The story [focuses on] an NYPD detective so guided by principle, but that principle turns the character upside down. What elements of that personal journey — and the twists and turns that unfold — attracted you both to the project?

Jeff Wilbusch: For me, it was that I never saw such a character ever on TV — not in the U.S., not in Europe — ever. I was so drawn to this character and to the story, and there's so much to explore with this multifaceted character, and it's so interesting. He has so many sides to him that are almost contradictory. This is what drew me in so much [to] this character.

Juliana Canfield: Similarly, when I read the script for the first time, I love mysteries and detective dramas, and I'd never seen or read a character like [Avraham]. In a way, Janine, as the new rookie detective, is like an audience surrogate. I felt [when] reading it as fascinated as Janine seems to be by Avi, and I wanted to learn more about him. 

I think the best shows on television hinge upon strong relationships, and I was really intrigued at the prospect of being half of that odd couple. If Avi comes with intensity or single-mindedness, how can Janine be a foil to that? A complement to that? That's a fun puzzle as an actor, so that was what got me excited about it.

Wilbusch: I must add to this that Avi is very mysterious but he is not complete without the character of Janine. It's a good starting point, but I think what makes the story so interesting is this relationship.

Jeff and Juliana connected over their mutual theater experience

I'm sure that's a really fun dynamic for both of you to explore as actors, as scene partners. Tell me a little bit about that on-set dynamic.

Canfield: When I met Jeff, we established very quickly that both of us have a background in theater, and that brings a certain all-hands-on-deck, let's-put-it-in-the-pot-and-see-what-happens [approach]. It makes it so much fun as an actor to be with another actor who's open and playful and willing to give and take. The ease that we had as actors and as friends on set only lent itself to creating an unusual, fun, fizzy, fraternal, jokey, antagonistic dynamic, which I hope is fun to watch.

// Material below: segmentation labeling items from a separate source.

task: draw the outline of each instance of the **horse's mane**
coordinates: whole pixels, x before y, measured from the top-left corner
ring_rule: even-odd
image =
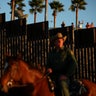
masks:
[[[13,61],[13,62],[22,62],[22,64],[24,66],[26,66],[27,68],[29,68],[30,70],[36,70],[40,73],[44,73],[43,70],[42,70],[42,66],[40,64],[30,64],[29,62],[23,60],[22,58],[18,58],[18,56],[6,56],[6,62],[10,62],[10,61]]]

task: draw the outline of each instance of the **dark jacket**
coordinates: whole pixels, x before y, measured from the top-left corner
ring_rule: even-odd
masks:
[[[58,79],[60,75],[70,78],[77,67],[77,61],[69,48],[62,47],[60,50],[52,50],[48,55],[47,68],[52,68],[53,79]]]

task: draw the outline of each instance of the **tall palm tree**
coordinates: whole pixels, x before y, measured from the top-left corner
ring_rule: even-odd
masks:
[[[56,27],[56,16],[58,12],[64,11],[64,5],[59,1],[52,1],[49,3],[51,9],[53,9],[52,15],[54,16],[54,28]]]
[[[21,12],[24,12],[23,7],[25,7],[25,4],[23,3],[24,0],[11,0],[8,2],[8,5],[11,8],[11,20],[15,20],[15,10],[19,10]],[[19,14],[18,14],[19,15]]]
[[[78,29],[78,11],[85,10],[85,5],[87,3],[85,0],[71,0],[72,5],[70,6],[69,10],[76,12],[76,29]]]
[[[34,14],[34,23],[36,23],[36,14],[37,12],[42,13],[43,8],[45,8],[45,5],[43,5],[44,0],[30,0],[29,5],[31,9],[29,9],[31,14]]]

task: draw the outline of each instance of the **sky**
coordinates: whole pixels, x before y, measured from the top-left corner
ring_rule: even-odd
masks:
[[[26,7],[24,8],[25,12],[24,14],[28,14],[27,18],[27,24],[32,24],[34,23],[34,16],[33,14],[30,14],[29,9],[30,6],[28,5],[29,0],[25,0],[24,3],[26,4]],[[48,0],[48,3],[52,2],[53,0]],[[60,3],[64,5],[64,11],[59,12],[56,17],[56,27],[61,27],[62,22],[65,22],[66,26],[70,26],[71,23],[73,22],[75,24],[75,12],[72,12],[69,9],[71,5],[71,0],[59,0]],[[86,10],[79,10],[79,17],[78,21],[82,22],[83,21],[83,28],[85,28],[86,23],[91,22],[94,23],[94,26],[96,26],[96,0],[85,0],[87,5]],[[10,21],[10,6],[7,4],[7,2],[10,2],[10,0],[0,0],[0,14],[5,13],[6,16],[6,21]],[[49,22],[49,28],[52,28],[53,25],[53,16],[52,16],[52,9],[48,5],[48,22]],[[43,22],[44,21],[44,13],[45,10],[43,9],[43,12],[37,13],[37,21],[36,22]]]

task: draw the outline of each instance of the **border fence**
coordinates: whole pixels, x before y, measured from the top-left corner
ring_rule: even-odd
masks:
[[[3,74],[5,55],[22,54],[22,58],[37,66],[46,65],[57,32],[67,35],[65,45],[71,48],[78,61],[75,78],[96,81],[96,28],[74,30],[72,26],[49,29],[48,22],[26,24],[26,19],[0,24],[0,77]]]

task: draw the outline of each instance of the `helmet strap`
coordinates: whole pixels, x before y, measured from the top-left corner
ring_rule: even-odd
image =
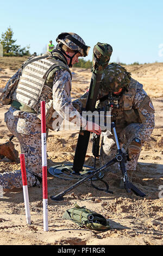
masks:
[[[72,56],[70,56],[68,54],[67,54],[65,52],[64,52],[64,54],[66,55],[68,58],[70,59],[70,63],[68,64],[69,68],[72,68],[72,59],[74,57],[74,56],[78,52],[78,51],[74,51],[74,53]]]

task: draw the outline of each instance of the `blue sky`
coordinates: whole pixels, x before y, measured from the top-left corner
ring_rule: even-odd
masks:
[[[163,62],[162,11],[162,0],[8,0],[0,4],[0,38],[10,26],[17,44],[40,54],[72,32],[91,46],[86,60],[99,41],[113,47],[112,62]]]

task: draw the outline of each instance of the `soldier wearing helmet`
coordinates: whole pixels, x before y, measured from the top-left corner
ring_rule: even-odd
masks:
[[[79,57],[86,56],[90,47],[72,33],[60,34],[57,42],[52,52],[36,56],[22,64],[18,82],[10,92],[11,106],[5,114],[7,126],[18,139],[25,155],[29,186],[39,185],[42,178],[40,101],[46,103],[47,131],[49,128],[58,130],[60,123],[58,120],[66,119],[83,129],[97,134],[101,132],[99,125],[90,125],[80,115],[73,106],[70,95],[72,75],[69,68],[78,62]],[[9,84],[16,77],[14,76]],[[21,170],[0,174],[0,185],[4,189],[21,187]]]
[[[98,50],[99,57],[95,51],[93,56],[96,70],[101,65],[105,65],[101,58],[103,56],[101,49],[96,51]],[[88,92],[73,102],[79,112],[85,107],[87,94]],[[154,108],[142,84],[134,80],[124,67],[114,63],[106,65],[103,72],[98,91],[98,109],[106,109],[110,97],[118,102],[112,106],[111,121],[116,124],[122,149],[128,154],[127,170],[135,170],[142,146],[154,127]],[[112,159],[116,150],[112,134],[110,131],[103,132],[100,153],[102,165]],[[115,163],[115,168],[118,170],[119,164]]]

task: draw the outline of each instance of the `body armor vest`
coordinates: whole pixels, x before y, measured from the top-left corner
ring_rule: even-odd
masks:
[[[55,56],[55,54],[54,54]],[[40,101],[40,95],[47,77],[49,72],[54,72],[62,69],[67,70],[71,75],[68,66],[60,60],[56,60],[50,56],[45,58],[29,62],[23,68],[19,82],[12,95],[12,100],[26,105],[37,112],[37,105]],[[51,72],[51,74],[54,74]],[[52,84],[50,87],[52,88]]]

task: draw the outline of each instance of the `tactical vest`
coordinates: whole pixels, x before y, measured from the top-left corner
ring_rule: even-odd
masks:
[[[38,57],[35,57],[35,61],[29,62],[23,69],[19,82],[12,94],[13,101],[25,105],[30,109],[35,110],[36,113],[38,112],[37,105],[40,104],[40,95],[47,76],[48,81],[51,81],[48,86],[52,88],[53,79],[51,79],[51,77],[54,77],[57,70],[65,69],[71,76],[68,66],[62,61],[56,60],[51,56],[43,58],[38,59]],[[51,93],[52,98],[52,90]],[[48,105],[48,102],[46,103]]]

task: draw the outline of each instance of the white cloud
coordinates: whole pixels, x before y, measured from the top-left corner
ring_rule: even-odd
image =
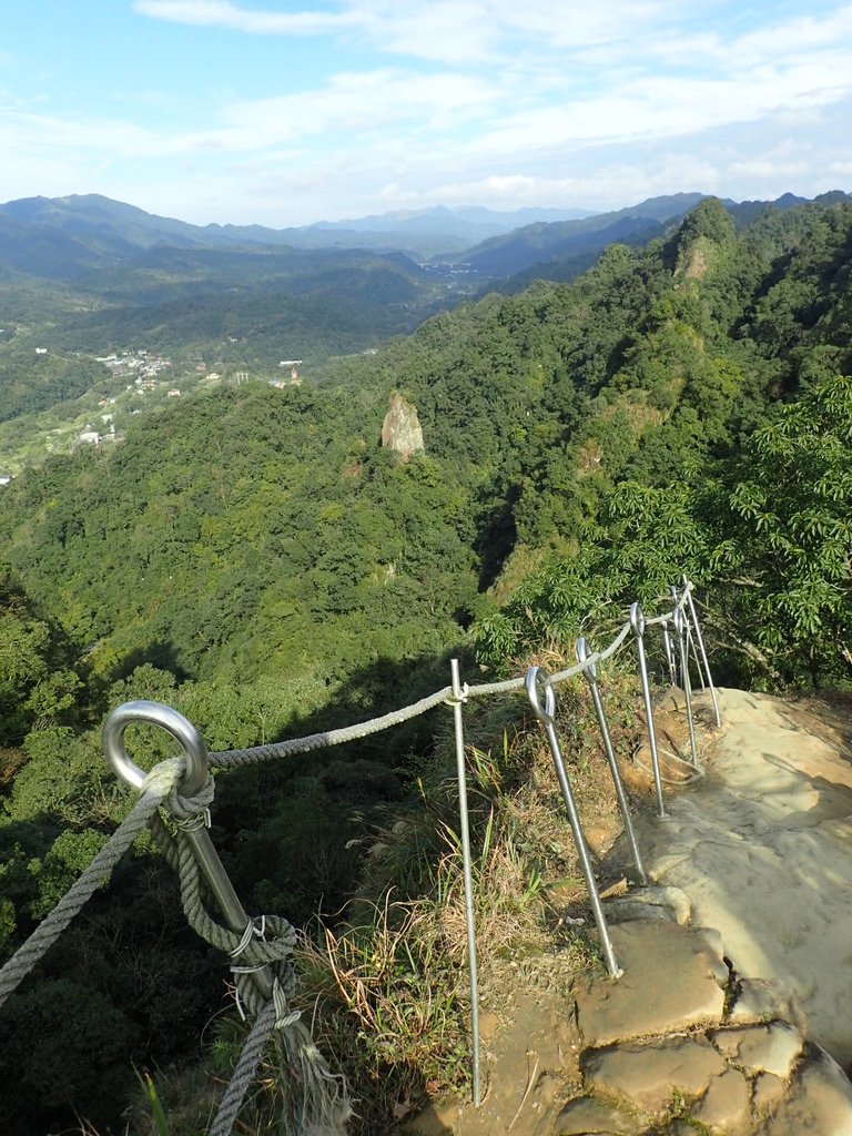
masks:
[[[326,35],[359,23],[352,12],[261,11],[229,0],[135,0],[134,10],[173,24],[226,27],[257,35]]]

Wilbusch: It's like it's two musicians that do this funky music together, and they enjoy doing it, and they can take from each other even without talking. They feel each other and they know. It was beautiful. And it can also go the other way around because we didn't have a chemistry read, and it was such a special thing that it works so well. You have such great chemistry and it's beautiful.

The actors reveal the intense ways they got into character

The plot involves so many occurrences: murder, a bomb plot, disappearance. Where did you both source inspiration from when approaching those topics?

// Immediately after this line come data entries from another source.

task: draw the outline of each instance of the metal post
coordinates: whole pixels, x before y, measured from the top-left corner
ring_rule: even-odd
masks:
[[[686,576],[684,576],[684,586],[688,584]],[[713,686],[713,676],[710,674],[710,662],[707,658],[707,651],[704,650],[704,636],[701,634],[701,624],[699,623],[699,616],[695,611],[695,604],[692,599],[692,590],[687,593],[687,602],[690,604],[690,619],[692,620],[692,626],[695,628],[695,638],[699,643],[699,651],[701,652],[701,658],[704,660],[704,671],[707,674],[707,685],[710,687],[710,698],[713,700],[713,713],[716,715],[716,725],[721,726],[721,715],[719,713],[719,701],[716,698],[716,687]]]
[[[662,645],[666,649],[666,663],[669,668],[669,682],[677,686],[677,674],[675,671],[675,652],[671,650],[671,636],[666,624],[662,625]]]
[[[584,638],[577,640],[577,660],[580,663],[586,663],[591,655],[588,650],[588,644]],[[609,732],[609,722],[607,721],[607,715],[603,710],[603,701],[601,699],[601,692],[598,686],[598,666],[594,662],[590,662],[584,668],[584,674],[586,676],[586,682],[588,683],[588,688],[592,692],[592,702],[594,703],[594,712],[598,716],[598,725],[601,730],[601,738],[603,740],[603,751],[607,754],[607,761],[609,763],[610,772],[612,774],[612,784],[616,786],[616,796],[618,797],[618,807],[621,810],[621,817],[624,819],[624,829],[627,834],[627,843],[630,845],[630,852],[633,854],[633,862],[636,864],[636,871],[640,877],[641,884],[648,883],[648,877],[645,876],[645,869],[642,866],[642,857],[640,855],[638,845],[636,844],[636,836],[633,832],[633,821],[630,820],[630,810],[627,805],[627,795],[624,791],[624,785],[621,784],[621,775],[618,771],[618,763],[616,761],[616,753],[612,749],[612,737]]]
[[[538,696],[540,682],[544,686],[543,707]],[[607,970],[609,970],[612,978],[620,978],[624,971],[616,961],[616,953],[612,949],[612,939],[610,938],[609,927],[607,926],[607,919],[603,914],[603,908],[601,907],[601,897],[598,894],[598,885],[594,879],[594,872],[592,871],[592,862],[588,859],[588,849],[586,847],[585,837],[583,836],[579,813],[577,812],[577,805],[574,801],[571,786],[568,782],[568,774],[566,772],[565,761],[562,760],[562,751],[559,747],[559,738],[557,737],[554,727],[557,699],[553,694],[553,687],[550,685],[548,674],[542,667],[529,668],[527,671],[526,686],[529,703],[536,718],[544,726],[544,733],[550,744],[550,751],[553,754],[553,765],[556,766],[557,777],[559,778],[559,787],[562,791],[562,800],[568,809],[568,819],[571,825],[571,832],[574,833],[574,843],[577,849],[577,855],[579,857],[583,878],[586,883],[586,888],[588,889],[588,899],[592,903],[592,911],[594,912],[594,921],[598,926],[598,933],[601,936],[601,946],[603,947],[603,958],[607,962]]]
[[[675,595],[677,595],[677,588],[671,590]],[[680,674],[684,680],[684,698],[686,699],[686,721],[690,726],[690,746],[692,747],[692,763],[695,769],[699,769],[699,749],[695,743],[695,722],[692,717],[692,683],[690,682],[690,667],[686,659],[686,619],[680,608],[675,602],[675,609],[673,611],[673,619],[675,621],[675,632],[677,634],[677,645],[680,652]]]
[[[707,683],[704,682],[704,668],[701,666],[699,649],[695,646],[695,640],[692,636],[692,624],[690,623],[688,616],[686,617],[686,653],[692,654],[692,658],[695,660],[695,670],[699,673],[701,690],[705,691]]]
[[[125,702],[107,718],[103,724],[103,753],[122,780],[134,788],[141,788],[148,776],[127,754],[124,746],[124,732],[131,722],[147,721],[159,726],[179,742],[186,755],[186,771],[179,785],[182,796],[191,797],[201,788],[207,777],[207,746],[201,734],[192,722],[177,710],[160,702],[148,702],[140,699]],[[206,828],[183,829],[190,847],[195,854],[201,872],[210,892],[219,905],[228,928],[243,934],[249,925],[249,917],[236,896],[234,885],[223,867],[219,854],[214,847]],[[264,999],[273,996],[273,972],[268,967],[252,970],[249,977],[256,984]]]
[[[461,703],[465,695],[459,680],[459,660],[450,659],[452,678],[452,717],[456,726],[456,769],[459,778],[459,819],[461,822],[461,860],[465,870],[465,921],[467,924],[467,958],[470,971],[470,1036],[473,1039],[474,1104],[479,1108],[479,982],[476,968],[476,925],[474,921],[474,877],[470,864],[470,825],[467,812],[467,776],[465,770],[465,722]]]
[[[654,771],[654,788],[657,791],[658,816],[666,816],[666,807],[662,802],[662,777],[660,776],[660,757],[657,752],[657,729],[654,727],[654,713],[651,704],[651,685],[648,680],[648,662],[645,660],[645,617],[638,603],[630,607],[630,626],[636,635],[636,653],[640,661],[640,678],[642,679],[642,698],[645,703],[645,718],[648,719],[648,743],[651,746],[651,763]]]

Canfield: First of all, I thought the scripts had so much in them, detail and suspense and richly drawn characters and tension. That's always my first and last resort: What's happening in the story and how is it unfolding? What does Janine know? In terms of where I drew inspiration, unfortunately, the news isn't so different. Being a New Yorker, living in New York, and having a relationship with the constant onslaught of delicious chaos was a great way to prepare for the ups and downs of "The Calling."

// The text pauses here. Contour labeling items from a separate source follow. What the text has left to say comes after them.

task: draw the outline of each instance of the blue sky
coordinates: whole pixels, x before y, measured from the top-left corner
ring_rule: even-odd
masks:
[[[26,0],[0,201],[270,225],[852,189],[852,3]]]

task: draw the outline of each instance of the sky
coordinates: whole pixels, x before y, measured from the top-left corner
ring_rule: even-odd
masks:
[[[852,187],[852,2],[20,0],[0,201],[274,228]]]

Wilbusch: Because [Avi] was also such an experienced detective, I had to be on my game. The moment I got the role — I think it was a couple of months until we started shooting — I was immersed in this detective world. I interrogated so many detectives and asked them so many questions, and I went to a precinct and watched hours [and] hours [and] hours of footage that also had a toll on me because some things are really dark. But I had to do that. At some point when I visited the precinct and they wanted to give me a case, I was [like], "Oh, I need to play this character. I'm an actor. I'm going to play a detective and not be a detective."

Canfield: You went too deep.

Wilbusch: I went too deep. I was like Avi. I was very immersed in that.

"The Calling" drops on Peacock on November 10. 

This interview has been edited for clarity.